The gender pay gap has been much in the news lately as well as on the minds of the CEO and CHROs. It’s an issue that exists at the intersection of state/federal legislation, social values/ethics, and the economic realization that gender pay equity is good for business.
State and federal regulations have made gender pay equity a must for organizations. Organizations are learning that gender pay equity has an impact on the bottom line. Organizations with pay parity across gender and ethnicity typically perform better than those with pay disparities across these variables. This makes sense—employees that are valued in equal terms from a compensation point of view are happier, more engaged and more productive, and this has positive outcomes for the business. HR can use workforce data to achieve and maintain pay equity—which will pay off, not only in compliance terms, but also at the level of business outcomes.
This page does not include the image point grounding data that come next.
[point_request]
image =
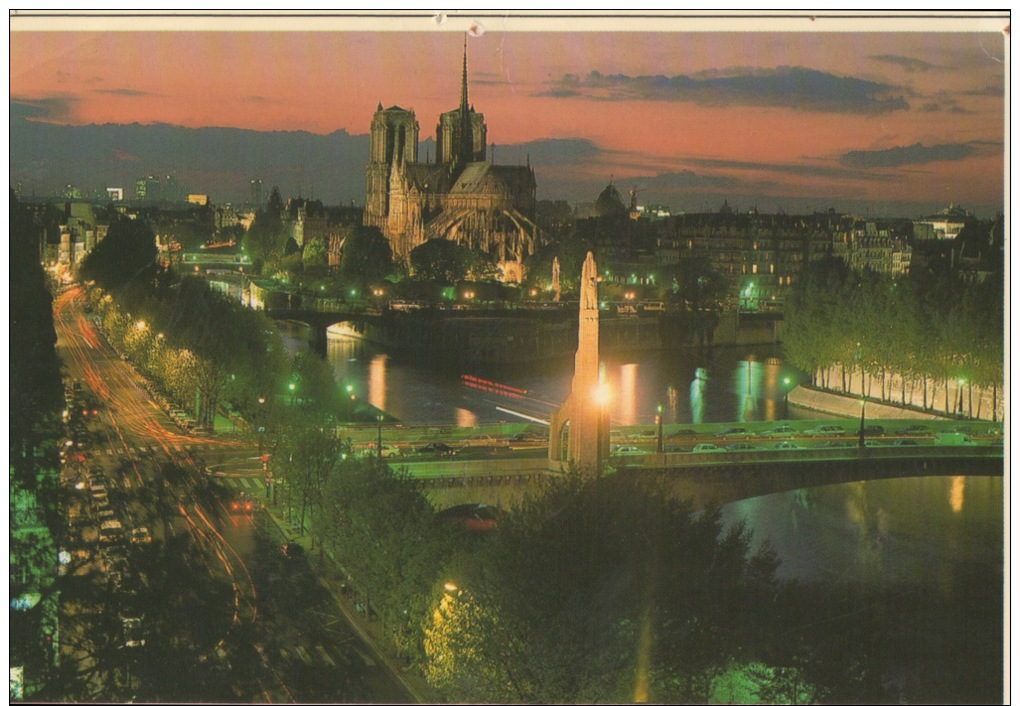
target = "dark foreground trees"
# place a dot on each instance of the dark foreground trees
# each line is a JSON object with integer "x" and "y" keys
{"x": 602, "y": 590}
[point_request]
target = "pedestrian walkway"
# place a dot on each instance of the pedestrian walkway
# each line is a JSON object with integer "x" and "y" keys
{"x": 849, "y": 406}
{"x": 330, "y": 574}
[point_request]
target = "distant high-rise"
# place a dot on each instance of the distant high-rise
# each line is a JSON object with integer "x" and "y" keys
{"x": 148, "y": 189}
{"x": 256, "y": 193}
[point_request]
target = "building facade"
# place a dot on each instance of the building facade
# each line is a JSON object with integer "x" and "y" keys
{"x": 459, "y": 197}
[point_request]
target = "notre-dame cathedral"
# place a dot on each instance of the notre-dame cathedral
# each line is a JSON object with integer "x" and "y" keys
{"x": 460, "y": 197}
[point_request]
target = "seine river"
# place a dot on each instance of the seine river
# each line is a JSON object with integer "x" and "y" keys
{"x": 925, "y": 556}
{"x": 927, "y": 552}
{"x": 725, "y": 386}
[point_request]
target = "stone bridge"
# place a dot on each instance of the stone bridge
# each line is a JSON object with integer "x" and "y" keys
{"x": 706, "y": 480}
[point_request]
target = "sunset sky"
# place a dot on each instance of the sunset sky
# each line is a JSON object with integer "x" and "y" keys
{"x": 900, "y": 122}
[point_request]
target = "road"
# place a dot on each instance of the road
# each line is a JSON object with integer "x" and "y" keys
{"x": 226, "y": 617}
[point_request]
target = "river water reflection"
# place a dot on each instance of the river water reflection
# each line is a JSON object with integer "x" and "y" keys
{"x": 728, "y": 385}
{"x": 927, "y": 552}
{"x": 923, "y": 560}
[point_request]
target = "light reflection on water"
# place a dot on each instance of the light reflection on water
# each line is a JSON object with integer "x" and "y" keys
{"x": 911, "y": 531}
{"x": 692, "y": 387}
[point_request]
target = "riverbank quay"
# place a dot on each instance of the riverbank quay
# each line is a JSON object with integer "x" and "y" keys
{"x": 850, "y": 406}
{"x": 332, "y": 575}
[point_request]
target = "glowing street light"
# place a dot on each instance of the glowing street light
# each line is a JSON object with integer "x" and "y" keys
{"x": 602, "y": 396}
{"x": 658, "y": 421}
{"x": 860, "y": 438}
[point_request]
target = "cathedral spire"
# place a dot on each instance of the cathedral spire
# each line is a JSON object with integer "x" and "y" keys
{"x": 463, "y": 81}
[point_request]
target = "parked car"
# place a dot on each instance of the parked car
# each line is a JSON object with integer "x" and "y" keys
{"x": 682, "y": 432}
{"x": 742, "y": 446}
{"x": 242, "y": 503}
{"x": 134, "y": 631}
{"x": 914, "y": 431}
{"x": 436, "y": 448}
{"x": 955, "y": 439}
{"x": 734, "y": 433}
{"x": 781, "y": 431}
{"x": 825, "y": 431}
{"x": 388, "y": 450}
{"x": 786, "y": 446}
{"x": 292, "y": 550}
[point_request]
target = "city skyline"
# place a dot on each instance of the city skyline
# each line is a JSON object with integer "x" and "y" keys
{"x": 885, "y": 122}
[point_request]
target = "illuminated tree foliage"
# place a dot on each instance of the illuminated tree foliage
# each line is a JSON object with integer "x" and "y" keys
{"x": 600, "y": 590}
{"x": 929, "y": 328}
{"x": 35, "y": 368}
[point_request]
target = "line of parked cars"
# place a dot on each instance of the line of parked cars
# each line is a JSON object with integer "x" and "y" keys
{"x": 112, "y": 557}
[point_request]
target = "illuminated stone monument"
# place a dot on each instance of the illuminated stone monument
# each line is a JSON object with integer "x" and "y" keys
{"x": 583, "y": 416}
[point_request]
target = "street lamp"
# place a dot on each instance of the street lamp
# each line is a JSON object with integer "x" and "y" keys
{"x": 860, "y": 439}
{"x": 658, "y": 421}
{"x": 602, "y": 395}
{"x": 260, "y": 421}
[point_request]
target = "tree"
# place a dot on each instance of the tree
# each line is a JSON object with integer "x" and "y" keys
{"x": 35, "y": 367}
{"x": 125, "y": 256}
{"x": 314, "y": 256}
{"x": 560, "y": 596}
{"x": 366, "y": 256}
{"x": 266, "y": 238}
{"x": 441, "y": 260}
Gender pay equity: The foundations
At the most basic level when looking at gender pay equity, compliance is key. You may need to prove compliance with state/federal/provincial regulations as well as organizational values and standards.
- Analyze workforce data to conduct regular pay audits, looking at gender and ethnicity.
- Conduct regular audits of hiring and promotions across gender and ethnicity.
- Analyze data to identify inequities and areas of focus needed to achieve/maintain compliance.
- Review hiring and promotion processes to reduce unconscious bias and structural barriers.
- Introduce both a pay gap and diversity dashboards to ensure ongoing examination of the data and shared dialogue.
- Your dashboards will allow you to segment and compare gender parity and other diversity goals across variables such as recruitment pipeline, compensation, performance pay, progression and job movements, job level, etc.
Moving beyond the basics
Moving beyond compliance, you can start to segment deeper, move away from vanity metrics to tell a more complete story, and articulate the net impact.
- Use your data to look at costs, business impacts, drivers and risks related to lifestage–specific turnover (i.e., during the early parenting years), and whether gender pay equity will help mitigate some of these impacts.
- Look at what your data is really telling you—take a hard, honest assessment of whether you are reporting vanity metrics or storylines which are somewhat misleading and whether these data points square with your business principles and culture.
- For instance:
- You may be proud to report that you are promoting female software engineers at the same rate as their male counterparts, however there are 5x as many male software engineers in your company. This may mean you’ve made headway in promotion and development activities, but you’ve still got lots of work ahead when it comes to recruitment and hiring.
- Extending that same scenario, you may proudly claim gender pay equity in this role, however your total payroll for female software engineers is $1M, while your total payroll for male software engineers is $5M.